Today’s software packages have become so huge and complex that stacks of patches issued one after the other are increasingly common. This has consequences for system administrators.

So far, 2014 has been a spectacular year in terms of IT security. Everyone heard about those terrifying vulnerabilities called Heartbleed and Shellshock. They have mostly outshone the other creepy vulnerabilities, albeit none of those incited a comparable scare. There have also been a number of long-running APT campaigns discovered, both by Kaspersky Lab and our colleagues. Although, at least one of the “new” APTs, Sandworm, wasn’t exactly new.

Still, Sandworm had some interesting consequences. The 0day vulnerability in Windows (present in all versions later than XP) had been promptly patched by Microsoft, but it soon had to issue yet another advisory regarding the same flaw: The attacker found a way to circumvent the previously released update. Microsoft released a temporary Fix It patch to mitigate the problem. For technical details, refer to this Threatpost’s publication regarding the OLE vulnerabilities exploited by Sandworm APT group. We also recommend the long-announced, brand new research by Kaspersky Lab’s experts covering BlackEnergy, a crimeware tool that Sandworm APT is using (also see Threatpost’s publication on the matter).

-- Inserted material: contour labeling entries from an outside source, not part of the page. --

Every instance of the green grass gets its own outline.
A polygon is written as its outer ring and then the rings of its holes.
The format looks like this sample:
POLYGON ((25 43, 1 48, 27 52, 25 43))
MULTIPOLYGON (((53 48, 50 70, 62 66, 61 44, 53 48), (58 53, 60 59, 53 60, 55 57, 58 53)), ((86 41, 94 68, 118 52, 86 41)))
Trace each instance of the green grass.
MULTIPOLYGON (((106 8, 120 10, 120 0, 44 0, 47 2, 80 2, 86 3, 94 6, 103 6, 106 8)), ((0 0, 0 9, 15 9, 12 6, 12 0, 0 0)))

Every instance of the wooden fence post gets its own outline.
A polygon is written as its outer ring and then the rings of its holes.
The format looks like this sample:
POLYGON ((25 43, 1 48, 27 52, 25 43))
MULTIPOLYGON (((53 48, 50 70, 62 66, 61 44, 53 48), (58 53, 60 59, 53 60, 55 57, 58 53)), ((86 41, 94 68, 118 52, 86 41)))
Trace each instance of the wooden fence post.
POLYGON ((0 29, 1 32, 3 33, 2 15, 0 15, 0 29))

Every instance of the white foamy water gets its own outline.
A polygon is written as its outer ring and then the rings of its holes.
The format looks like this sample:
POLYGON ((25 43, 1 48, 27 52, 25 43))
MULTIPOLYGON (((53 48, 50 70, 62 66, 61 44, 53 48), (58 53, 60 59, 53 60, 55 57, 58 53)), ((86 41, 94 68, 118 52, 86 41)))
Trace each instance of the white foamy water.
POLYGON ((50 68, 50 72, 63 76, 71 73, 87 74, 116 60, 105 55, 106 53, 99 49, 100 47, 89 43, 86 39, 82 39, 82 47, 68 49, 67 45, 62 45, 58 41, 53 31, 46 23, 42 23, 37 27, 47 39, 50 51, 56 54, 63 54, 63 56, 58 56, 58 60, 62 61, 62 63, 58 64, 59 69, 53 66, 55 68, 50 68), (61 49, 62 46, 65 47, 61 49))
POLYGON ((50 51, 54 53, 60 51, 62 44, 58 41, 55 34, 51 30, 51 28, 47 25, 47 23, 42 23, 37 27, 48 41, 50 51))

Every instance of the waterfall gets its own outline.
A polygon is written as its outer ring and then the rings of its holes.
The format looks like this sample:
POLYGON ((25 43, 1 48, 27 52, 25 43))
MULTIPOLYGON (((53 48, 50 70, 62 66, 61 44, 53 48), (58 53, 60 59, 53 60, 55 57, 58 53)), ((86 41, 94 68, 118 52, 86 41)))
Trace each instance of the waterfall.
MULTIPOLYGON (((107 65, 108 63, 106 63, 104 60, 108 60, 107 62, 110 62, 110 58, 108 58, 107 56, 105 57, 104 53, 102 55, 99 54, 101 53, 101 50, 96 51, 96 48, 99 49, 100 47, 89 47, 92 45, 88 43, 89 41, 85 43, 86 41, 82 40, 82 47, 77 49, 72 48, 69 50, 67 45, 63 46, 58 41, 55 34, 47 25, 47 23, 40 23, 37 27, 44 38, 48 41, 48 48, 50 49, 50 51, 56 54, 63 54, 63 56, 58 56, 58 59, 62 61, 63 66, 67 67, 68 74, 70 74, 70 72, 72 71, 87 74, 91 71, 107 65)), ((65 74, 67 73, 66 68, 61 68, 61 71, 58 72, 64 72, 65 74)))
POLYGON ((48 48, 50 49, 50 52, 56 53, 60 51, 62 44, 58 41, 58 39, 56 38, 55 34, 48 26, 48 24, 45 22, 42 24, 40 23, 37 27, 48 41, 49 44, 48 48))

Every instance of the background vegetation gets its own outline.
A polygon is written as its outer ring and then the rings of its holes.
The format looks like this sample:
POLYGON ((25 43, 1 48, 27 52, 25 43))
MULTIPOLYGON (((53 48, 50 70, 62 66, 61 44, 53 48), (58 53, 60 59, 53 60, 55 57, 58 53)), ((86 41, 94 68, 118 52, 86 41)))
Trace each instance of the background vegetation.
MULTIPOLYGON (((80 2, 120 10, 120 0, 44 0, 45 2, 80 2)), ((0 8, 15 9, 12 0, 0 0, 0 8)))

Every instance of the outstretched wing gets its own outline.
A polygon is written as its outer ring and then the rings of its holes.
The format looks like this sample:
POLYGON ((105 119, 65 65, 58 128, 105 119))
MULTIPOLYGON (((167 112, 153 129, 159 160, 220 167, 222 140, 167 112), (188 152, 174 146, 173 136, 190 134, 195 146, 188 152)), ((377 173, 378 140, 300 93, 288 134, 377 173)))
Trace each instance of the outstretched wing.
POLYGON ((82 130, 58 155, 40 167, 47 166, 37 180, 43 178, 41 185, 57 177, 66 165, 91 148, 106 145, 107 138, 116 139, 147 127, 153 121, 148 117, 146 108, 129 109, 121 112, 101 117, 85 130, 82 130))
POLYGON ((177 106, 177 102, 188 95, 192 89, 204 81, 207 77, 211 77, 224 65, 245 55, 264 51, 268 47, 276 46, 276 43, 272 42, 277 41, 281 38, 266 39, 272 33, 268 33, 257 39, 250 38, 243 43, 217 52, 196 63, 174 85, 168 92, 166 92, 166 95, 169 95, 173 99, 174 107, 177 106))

Quite recently we have seen something similar to Shellshock, when a seemingly single vulnerability eventually spawned four and the patch released required some extra patching. This also occurred in August when a new update from Microsoft caused a BSOD error and developers had to pull it and release a new one. The patches were breaking down the packages they were intended to update and fix – it is not a Microsoft-specific problem. However, it is a faulty patch problem. With Shellshock and Sandworm we see how patches appeared to be incomplete and/or prone to be circumvented, and the attackers continued to exploit this.

As a matter of fact, software packages become so huge and complex that every vulnerability may be just the tip of the iceberg. Most of the time, this is not the case, however, system administrators have to keep in mind that installing a patch for any important and often targeted software package isn’t a reason to relax. Extra efforts may be required right away.